The Japanese art of Kintsugi (golden seams) teaches us the valuable lesson that there is no return to the ‘unbroken’ past; therefore, there is no attempt to hide the breakage either. Instead, lacquer and gold pigment are used to elevate the broken piece. Often, this art is drawn upon to reiterate how our imperfections make us unique and more beautiful. What if this isn’t about the finished piece and the beauty of its shining gold? What if the golden seams are telling the untold story of the creator’s expertise, which reached new heights of craftsmanship with each mended piece? Again, those who will see the finished piece, will congratulate the artist on their creation’s beauty, but the struggles of finding the appropriate tools and resources needed to mend the broken pieces often remains untold.
Similarly, stories of those who are on a journey of self-healing often remain untold. We are so focused on the destination, which we often refer to as ‘finding ourself’, that we fail to recognise that the ‘self’ is not the end outcome in the distant future. It is the work in progress in the here and now- the present. Those who are on a journey of self-healing through self-discovery will know that it requires honesty and courage to recognise that there is no return to the past. They take this as a motivation to continue reflecting however hard this may be without blaming the past for their present.
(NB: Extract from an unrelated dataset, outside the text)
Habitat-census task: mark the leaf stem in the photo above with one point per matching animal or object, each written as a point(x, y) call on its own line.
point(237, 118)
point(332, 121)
If I were to go back in time and meet my younger self, I would tell her that her decision to leave the safety of the shore to sail into the unknown was life-changing, and if it weren’t for her determination and resilience, I wouldn’t be where I am today. We are so quick to judge our past decisions and actions by discarding them as our ‘coping mechanisms’. Upon reflection, there have been many habits I adopted to help me with the aftermath of being in an abusive marriage: toxic productivity; extensive workouts and controlling food intake; periods of extreme highs and lows, and maybe some more I still have to uncover. Although these coping mechanisms were unhealthy, I cannot ignore the fact that they got me to where I am today. Instead of blaming myself and living in regret for adopting these habits, I have learnt to accept their use in the past as a way of self-defence.

Acceptance comes from self-love, which wouldn’t have been possible without the promise of loving myself like I would love those who are dear to me. However, this same self-love demands reflection and the recognition for a more compassionate approach as resorting to old habits, thoughts and beliefs will only drag me back to the past. This is the part of healing we find too shameful to share when those around you can’t see your internal storms. The struggles of constantly rephrasing the critical inner voice because silencing its message is not an option anymore. On days when it whispers the worst-case scenarios, you learn to look for the roots of this fear and slowly become more compassionate towards yourself.

Often the hardest mountain to climb is the one when you journey within, where you find fragments of your former self buried under the weight of guilt and shame. Are you able to let your tears flow without shaming yourself or have you restrained yourself behind these bars of strength? If you desire to break free from this self-imposed cage, you will have to sit with the guilt you have harboured and only through the flood of tears will you rephrase the message of your inner voice.

These times of inner turmoil will be the moments where your expertise is further enhanced and your craftsmanship will allow you to mend your pieces with golden seams.